Comparison of HLA Typing Techniques.
| Method | Benefits | Drawbacks |
|---|---|---|
| Serological | Preliminary or supportive method for molecular assays; fast and cheap | Low resolution; requires viable cells; poor reagent supply in the past, labor intense, not the current standard |
| Cellular | Used for HLA class II typing until approx. 2000 | Low resolution; requires viable cells; labor intense, but informative; rarely used currently |
| RLFP | Used for HLA class II typing until approx. 2000 | Low resolution; labor intense; did not replace serological methods; rarely used currently |
| SSOP | Involved in preliminary typing used today | Low or intermediate resolution; limited to previously known polymorphisms; restricted to selected exons |
| SSP | Nowadays used to distinguish cis/trans ambiguities | Low or intermediate resolution; limited to previously known polymorphisms; restricted to selected exons |
| SBT | High resolution | Does not distinguish cis/trans ambiguities; restricted to selected exons |
| NGS | High resolution; high-throughput typing; increases rate of resolved ambiguities | Complicated workflow and data analysis, novel technique, could become reasonably priced when used in centralized facilities |
HLA, human leukocyte antigen; RLFP, restriction fragment length polymorphism; SSOP, sequence-specific oligonucleotide probes; SSP, sequence-specific priming; SBT, sequencing-based typing; NGS, next-generation sequencing; approx., approximately.

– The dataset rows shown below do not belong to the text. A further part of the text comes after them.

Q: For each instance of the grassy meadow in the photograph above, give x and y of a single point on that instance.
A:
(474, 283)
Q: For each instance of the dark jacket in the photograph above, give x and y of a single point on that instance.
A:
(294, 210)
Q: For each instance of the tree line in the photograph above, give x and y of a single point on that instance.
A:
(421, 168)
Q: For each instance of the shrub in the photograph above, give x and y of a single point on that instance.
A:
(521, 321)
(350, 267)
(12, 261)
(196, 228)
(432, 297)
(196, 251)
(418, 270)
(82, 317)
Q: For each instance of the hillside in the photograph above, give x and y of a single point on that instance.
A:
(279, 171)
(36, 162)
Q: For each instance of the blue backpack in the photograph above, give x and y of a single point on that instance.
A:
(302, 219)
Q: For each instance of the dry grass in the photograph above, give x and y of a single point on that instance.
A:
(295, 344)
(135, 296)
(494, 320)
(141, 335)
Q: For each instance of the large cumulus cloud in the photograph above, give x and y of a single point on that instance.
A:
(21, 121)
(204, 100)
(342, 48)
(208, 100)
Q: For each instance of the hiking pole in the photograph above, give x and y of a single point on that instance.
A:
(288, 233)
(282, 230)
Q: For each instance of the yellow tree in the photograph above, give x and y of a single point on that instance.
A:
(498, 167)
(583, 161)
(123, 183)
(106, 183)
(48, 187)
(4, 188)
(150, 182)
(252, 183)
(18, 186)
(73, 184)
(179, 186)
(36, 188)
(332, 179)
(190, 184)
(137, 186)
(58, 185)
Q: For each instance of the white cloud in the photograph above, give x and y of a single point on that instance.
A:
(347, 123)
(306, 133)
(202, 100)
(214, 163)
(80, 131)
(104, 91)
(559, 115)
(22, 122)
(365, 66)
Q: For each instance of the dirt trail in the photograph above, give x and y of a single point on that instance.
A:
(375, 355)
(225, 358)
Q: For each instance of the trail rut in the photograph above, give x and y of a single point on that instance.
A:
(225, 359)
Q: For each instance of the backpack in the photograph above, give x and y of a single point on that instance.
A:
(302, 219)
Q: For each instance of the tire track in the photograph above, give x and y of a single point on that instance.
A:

Comparison of hematopoietic stem cell sources.
| Stem cell source | Benefits | Drawbacks | ||
|---|---|---|---|---|
| Donor | Recipient | Donor | Recipient | |
| BM | Lower risk of GvHD | More invasive HSC collection | ||
| PBSC | No general anesthesia for collection; less discomfort and pain | Faster hematopoietic engraftment and immune reconstitution; enhanced GvL effect | Higher risk of GvHD | |
| CB | Non-invasive | Lower risks of GvHD and relapse; rapid availability; increased level of HLA-disparity tolerated | Lower number of HSCs; slower immune reconstitution | |
BM, bone marrow; PBSC, peripheral blood stem cells; CB, cord blood; GvHD, graft-versus-host disease; HSC, hematopoietic stem cell; GvL, graft-versus-leukemia, HLA, human leukocyte antigen.